Wow, what a World Series Game 7. I can’t believe the guy threw that pitch and the other guy hit it!
I don’t actually know what happened in Game 7 at time of writing, but I know what will happen after it. Contracts lapse the day after the World Series, and teams have five days to exclusively negotiate with their respective crops of new free agents. After that, it’s an open auction for all 30 teams to make their case to anyone in the winter’s class. The Yankees have a couple club options to decide on —
I think they’ll keep Tim Hill for $3 million, and let veteran Jonathan Loáisiga walk over his $5 mil contract. Cody Bellinger, meanwhile, will almost certainly opt out of the last year of his deal, and there’s where we’ll start a look at the auction block.
Hitters
Usurpingly, the Yankees got more offense out of their outfield than anyone else in baseball. You’ve always traditionally stuck your thumpers in a corner outfield slot, and while Aaron Judge at worst will be MVP runner up off another historic season, Bellinger did about as good a job at replacing Juan Soto than we could have hoped for. Turning 30 midway through the season, Belli managed a 125 wRC+, 29 home runs and virtually a five-win season while seeing time in all three outfield spots and at first base.
RBI are a difficult thing to assign individual value to, but Bellinger’s 98 was the second-highest mark of his career, and represented the second straight year where the Yankees seemed to solve the Judge Question — this guy gets on base 43 percent of the time, but who behind him can drive him in? Bellinger’s success by that metric owes a lot to how good Judge is, but Cody still got those hits.
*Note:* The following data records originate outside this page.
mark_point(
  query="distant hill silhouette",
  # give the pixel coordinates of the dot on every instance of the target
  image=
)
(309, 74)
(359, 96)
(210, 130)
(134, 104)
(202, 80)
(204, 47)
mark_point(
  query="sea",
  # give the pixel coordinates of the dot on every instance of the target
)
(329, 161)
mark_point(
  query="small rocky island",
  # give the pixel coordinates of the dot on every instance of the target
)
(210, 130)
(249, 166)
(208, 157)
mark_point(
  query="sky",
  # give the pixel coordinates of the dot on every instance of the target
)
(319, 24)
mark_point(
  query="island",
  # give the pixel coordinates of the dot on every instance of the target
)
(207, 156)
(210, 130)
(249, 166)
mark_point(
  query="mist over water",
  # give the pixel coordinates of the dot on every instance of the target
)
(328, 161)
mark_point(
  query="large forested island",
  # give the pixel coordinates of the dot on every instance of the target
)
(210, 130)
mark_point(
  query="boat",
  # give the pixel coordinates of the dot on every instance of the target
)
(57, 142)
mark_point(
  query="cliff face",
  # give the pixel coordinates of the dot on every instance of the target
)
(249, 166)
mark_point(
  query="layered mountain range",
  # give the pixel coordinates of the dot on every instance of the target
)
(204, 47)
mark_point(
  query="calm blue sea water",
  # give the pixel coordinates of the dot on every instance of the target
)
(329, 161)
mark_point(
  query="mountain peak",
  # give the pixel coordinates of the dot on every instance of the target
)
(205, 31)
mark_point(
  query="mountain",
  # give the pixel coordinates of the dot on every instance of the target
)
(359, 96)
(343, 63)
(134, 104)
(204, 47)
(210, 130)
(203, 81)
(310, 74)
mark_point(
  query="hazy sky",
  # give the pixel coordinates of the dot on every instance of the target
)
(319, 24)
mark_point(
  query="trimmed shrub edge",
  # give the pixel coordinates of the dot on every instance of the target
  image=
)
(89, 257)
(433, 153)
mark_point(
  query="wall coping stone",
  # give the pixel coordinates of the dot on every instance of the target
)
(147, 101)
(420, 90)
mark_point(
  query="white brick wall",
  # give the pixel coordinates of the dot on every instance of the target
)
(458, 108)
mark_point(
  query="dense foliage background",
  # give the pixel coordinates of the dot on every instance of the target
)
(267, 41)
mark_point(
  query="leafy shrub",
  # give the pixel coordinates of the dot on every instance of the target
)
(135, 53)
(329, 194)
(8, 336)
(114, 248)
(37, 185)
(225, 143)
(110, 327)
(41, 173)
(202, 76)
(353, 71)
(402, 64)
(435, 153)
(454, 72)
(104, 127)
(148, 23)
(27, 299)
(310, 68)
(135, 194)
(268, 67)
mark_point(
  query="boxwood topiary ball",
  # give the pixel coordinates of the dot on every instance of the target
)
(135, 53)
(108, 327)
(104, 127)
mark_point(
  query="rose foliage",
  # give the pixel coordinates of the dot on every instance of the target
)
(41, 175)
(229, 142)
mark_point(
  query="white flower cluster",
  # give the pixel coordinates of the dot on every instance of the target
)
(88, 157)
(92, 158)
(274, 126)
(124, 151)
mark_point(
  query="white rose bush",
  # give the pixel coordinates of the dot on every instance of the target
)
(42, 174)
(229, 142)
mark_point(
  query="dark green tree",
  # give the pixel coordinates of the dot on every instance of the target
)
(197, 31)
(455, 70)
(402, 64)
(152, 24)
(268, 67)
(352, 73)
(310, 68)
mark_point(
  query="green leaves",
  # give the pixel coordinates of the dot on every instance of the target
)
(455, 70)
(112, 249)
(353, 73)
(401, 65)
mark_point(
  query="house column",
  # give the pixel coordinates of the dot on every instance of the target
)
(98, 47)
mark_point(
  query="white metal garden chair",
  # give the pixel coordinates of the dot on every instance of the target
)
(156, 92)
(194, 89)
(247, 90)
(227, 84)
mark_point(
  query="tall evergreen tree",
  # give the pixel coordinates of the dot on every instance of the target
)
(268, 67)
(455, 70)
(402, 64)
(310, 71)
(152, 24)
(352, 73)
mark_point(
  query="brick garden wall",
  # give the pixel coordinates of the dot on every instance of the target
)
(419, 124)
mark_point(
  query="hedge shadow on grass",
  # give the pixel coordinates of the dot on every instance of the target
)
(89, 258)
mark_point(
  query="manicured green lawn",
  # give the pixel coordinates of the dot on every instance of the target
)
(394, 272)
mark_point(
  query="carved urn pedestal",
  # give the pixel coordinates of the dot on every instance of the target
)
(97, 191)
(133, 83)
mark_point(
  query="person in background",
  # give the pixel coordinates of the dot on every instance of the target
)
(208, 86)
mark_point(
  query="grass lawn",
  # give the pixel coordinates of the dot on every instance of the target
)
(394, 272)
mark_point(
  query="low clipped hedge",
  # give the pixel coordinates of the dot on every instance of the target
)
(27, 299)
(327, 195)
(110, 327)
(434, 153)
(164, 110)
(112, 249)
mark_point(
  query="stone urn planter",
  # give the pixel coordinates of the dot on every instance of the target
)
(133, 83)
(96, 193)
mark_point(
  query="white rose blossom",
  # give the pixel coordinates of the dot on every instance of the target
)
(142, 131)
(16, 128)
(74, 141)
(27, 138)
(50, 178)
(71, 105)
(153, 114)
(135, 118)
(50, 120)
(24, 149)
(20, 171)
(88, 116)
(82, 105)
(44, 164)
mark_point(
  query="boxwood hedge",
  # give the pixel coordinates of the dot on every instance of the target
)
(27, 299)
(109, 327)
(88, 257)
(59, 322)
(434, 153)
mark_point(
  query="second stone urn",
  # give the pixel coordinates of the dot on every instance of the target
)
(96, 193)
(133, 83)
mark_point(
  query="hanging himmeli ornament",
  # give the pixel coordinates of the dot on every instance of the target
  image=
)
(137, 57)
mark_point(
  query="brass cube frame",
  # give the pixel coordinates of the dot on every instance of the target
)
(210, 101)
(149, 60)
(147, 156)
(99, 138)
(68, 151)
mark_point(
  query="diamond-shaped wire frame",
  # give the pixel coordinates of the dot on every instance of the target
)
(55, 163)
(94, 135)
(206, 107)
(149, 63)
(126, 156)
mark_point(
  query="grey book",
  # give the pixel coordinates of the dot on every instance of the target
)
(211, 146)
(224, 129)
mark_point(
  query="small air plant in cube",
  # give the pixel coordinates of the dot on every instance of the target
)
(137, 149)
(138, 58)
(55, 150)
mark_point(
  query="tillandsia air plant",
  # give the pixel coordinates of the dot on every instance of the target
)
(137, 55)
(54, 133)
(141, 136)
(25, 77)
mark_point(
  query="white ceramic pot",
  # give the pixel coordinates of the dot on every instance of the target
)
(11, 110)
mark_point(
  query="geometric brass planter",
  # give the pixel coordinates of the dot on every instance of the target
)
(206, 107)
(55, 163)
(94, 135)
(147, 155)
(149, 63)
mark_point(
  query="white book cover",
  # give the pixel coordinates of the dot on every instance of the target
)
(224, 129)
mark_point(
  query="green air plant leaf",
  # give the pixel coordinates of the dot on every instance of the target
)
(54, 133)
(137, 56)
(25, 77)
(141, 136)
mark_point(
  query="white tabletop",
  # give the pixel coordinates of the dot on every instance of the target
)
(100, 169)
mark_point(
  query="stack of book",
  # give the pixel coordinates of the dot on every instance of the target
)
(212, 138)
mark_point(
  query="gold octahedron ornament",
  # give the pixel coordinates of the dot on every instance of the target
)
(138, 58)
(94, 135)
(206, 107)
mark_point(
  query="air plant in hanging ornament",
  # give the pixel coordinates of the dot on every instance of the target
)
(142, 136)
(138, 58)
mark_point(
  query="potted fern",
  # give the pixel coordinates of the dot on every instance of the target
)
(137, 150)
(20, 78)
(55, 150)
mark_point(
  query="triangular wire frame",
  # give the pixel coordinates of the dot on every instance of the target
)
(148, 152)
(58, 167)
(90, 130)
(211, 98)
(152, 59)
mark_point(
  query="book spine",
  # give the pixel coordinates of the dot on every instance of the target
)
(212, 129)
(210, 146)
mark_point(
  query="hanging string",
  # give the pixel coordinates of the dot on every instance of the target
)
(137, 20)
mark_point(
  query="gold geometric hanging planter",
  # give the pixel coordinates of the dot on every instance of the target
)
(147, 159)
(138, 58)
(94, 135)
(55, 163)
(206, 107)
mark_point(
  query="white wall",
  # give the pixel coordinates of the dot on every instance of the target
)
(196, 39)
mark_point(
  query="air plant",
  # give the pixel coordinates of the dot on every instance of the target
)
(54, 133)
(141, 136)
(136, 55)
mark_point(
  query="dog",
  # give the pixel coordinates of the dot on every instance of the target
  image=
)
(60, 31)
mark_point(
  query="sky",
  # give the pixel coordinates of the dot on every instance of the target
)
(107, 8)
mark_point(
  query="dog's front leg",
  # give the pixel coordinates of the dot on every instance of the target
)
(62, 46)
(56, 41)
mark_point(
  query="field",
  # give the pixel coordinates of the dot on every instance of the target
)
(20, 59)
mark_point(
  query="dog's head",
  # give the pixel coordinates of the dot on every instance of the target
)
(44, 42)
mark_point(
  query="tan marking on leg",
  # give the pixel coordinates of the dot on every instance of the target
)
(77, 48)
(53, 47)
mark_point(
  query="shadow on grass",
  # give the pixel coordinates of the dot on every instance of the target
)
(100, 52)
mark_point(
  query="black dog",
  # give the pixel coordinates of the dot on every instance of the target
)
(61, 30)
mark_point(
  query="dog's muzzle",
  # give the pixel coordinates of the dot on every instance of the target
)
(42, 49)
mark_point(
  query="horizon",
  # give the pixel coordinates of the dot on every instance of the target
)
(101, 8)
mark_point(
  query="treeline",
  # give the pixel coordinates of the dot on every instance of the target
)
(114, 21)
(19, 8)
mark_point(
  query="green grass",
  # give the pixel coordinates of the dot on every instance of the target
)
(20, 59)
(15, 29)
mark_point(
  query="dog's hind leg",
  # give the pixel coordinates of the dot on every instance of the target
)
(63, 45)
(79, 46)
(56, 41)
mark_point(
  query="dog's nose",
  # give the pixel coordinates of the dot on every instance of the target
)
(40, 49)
Bellinger’s leaving $26.25 million on the table by declining his option, and while I’m not sure he’s going to match that AAV, his 2025 will mean he most likely nets far more than that in total compensation. I’m sure he’s seeking something in the $125-150 million range, over five, six, or even seven years to bring down that AAV for CBT-conscious teams. I’m not sure I love Bellinger for more than four years, but then compared to the next guy on the list….
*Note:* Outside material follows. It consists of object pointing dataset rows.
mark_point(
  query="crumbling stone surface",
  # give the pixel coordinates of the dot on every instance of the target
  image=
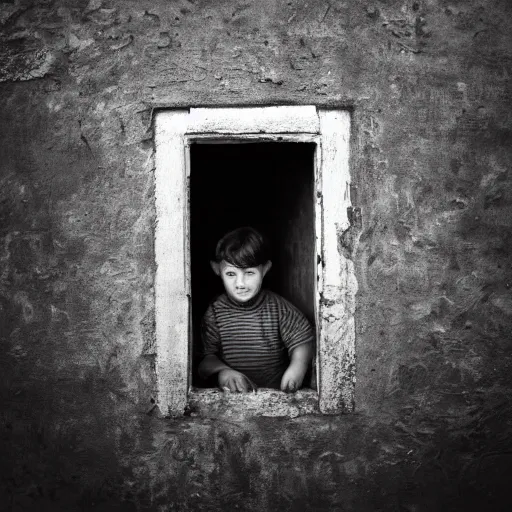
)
(429, 89)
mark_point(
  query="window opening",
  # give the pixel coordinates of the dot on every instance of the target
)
(185, 141)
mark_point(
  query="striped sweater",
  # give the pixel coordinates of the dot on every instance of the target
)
(255, 337)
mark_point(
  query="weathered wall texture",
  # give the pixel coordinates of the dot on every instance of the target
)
(429, 85)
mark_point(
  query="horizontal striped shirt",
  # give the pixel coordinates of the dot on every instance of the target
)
(255, 337)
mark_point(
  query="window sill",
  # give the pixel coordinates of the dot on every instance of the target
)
(265, 402)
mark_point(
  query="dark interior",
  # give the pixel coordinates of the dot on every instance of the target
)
(269, 186)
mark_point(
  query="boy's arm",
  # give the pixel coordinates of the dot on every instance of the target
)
(300, 359)
(228, 378)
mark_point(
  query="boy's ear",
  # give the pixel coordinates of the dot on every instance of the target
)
(215, 267)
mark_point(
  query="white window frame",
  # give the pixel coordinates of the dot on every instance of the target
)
(336, 286)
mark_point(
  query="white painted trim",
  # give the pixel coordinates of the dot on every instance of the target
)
(286, 119)
(336, 287)
(171, 283)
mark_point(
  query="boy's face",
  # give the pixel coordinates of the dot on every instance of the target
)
(241, 284)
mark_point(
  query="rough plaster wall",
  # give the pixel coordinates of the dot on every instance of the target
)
(429, 85)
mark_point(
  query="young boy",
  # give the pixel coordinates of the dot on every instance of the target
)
(252, 337)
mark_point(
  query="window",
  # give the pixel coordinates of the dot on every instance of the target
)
(300, 156)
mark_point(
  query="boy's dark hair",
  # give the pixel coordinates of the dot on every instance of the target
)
(243, 247)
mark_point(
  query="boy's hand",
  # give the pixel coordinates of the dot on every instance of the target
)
(234, 381)
(293, 377)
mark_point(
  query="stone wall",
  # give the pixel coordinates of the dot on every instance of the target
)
(428, 84)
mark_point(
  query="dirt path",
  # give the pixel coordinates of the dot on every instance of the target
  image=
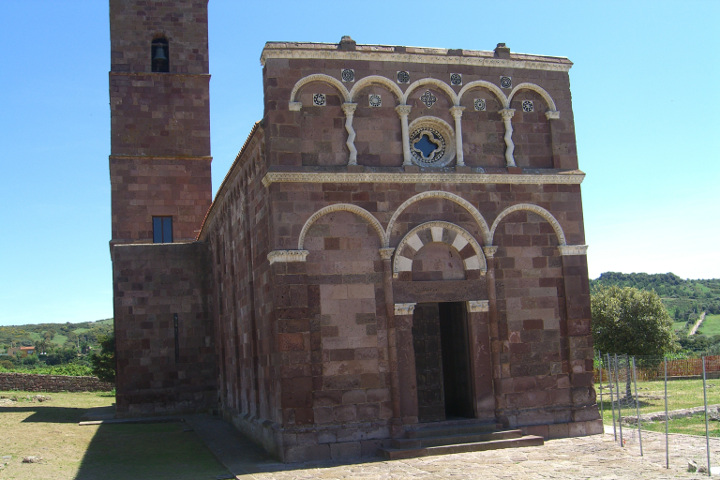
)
(697, 324)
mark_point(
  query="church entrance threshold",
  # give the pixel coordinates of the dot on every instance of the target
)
(440, 340)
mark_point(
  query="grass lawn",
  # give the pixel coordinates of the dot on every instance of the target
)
(710, 326)
(681, 394)
(50, 431)
(694, 425)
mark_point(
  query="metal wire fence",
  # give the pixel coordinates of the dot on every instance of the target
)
(676, 397)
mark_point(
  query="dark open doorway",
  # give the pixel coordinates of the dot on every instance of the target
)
(440, 339)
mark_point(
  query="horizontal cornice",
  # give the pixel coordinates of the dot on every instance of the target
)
(413, 55)
(574, 177)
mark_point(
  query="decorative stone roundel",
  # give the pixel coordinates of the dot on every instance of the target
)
(432, 142)
(428, 98)
(348, 75)
(319, 99)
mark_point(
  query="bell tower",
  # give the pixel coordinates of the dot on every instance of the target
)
(160, 120)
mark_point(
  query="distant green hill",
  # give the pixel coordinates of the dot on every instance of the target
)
(55, 335)
(685, 300)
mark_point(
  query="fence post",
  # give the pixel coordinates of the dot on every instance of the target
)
(612, 401)
(707, 427)
(617, 393)
(602, 409)
(667, 434)
(637, 406)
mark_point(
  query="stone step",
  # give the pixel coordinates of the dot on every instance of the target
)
(455, 438)
(400, 453)
(450, 427)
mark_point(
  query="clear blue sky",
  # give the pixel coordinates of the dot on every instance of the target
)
(645, 96)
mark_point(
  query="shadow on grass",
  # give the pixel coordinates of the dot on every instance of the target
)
(44, 414)
(166, 450)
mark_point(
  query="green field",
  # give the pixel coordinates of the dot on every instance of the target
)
(710, 326)
(65, 450)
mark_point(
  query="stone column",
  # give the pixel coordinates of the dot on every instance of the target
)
(406, 362)
(507, 114)
(496, 347)
(349, 109)
(456, 112)
(403, 111)
(481, 359)
(579, 339)
(396, 426)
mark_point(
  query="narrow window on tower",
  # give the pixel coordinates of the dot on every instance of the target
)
(162, 229)
(159, 55)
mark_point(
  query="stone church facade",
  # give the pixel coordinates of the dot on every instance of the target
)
(399, 241)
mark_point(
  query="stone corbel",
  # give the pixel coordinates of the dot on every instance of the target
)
(478, 306)
(285, 256)
(404, 308)
(490, 251)
(572, 250)
(349, 109)
(456, 112)
(507, 114)
(552, 115)
(403, 111)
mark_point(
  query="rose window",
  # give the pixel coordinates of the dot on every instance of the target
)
(432, 142)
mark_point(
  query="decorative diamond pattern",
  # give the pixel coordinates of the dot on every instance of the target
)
(348, 75)
(319, 99)
(428, 98)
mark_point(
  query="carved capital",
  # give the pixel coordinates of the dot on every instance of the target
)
(573, 249)
(552, 115)
(507, 113)
(349, 108)
(386, 253)
(456, 111)
(478, 306)
(403, 110)
(287, 256)
(404, 308)
(490, 251)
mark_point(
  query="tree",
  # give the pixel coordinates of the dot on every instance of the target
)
(630, 321)
(104, 362)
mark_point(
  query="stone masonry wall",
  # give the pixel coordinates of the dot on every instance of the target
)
(52, 383)
(539, 142)
(163, 367)
(237, 231)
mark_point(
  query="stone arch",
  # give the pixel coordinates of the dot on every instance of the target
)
(319, 77)
(359, 211)
(482, 224)
(535, 209)
(431, 81)
(443, 232)
(487, 85)
(537, 89)
(377, 80)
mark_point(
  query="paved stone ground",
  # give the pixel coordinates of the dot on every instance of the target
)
(595, 457)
Trent Grisham had one of the more surprising seasons by any Yankee, with 34 home runs and a three-plus win season. It’s always hard to handle a player that has a breakout season this late, in a contract year at that, and I think the Yankees would prefer some other team paying The Big Sleep for what he’s already done. His center field defense took a major step back in 2025 too, so unless there are multiple 30-home run seasons coming, there’s a lot of risk in that profile.
Lastly, Paul Goldschmidt is a very easy decision were I in a GM’s chair. He helped raise the floor at first base, a position the Yankees have watched become a bigger and bigger liability, to something just above league average. You get more out of not being stupid than you get being smart, and Goldy was a big part of that, say, B- first base production. The emergence of Ben Rice makes Goldschmidt fairly redundant, and the veteran looked run down toward the end of the year — a .283 OBP, .338 SLG, and just two home runs. Thanks for the efforts, and any wisdom you lent to the kids on the roster, we wish you the best.
Pitchers
We’ve already discussed the cases of Hill and Loáisiga, and the next two up boast similar cases. Perhaps the only relief pitcher who cost himself more money over his market value at the end of 2024 than Luke Weaver was Devin Williams, as the nominal eighth and ninth inning guys struggled to find consistency all year. Williams was regarded as perhaps the best reliever in baseball prior to his trade to the Yankees, and in fairness his ERA was two full runs higher than his FIP.
That’s rather basic analysis at this point in the SABR world, but paired with his previous excellence in Milwaukee, I think some team will still take a flier. Should he have to settle for a pillow deal and prove that ERA/FIP misalignment will correct itself, I’d be game for the Yankees to delve into that world, but we’ve seen this club get stung too often on too-big deals to late inning relievers to want more than that.
Weaver was the darling of the 2024 playoff run before finally running out of gas in the final innings of the World Series, but couldn’t quite find that form this season. There were certainly moments, but whether it’s the random vagaries of relief pitching or a hangover from a hamstring injury that he returned awful quickly from, Weaver may find himself looking pretty far for a representative MLB deal. That the righty is reportedly seeking time in a starting rotation makes him an even tougher sell.
Ryan Yarbrough finds himself on the market as well, and provided some valuable swingman depth for the Yankees. He strikes me as the type to sign two-year contracts until he’s 41, and if one came from the Yankees, I’d be fine with that.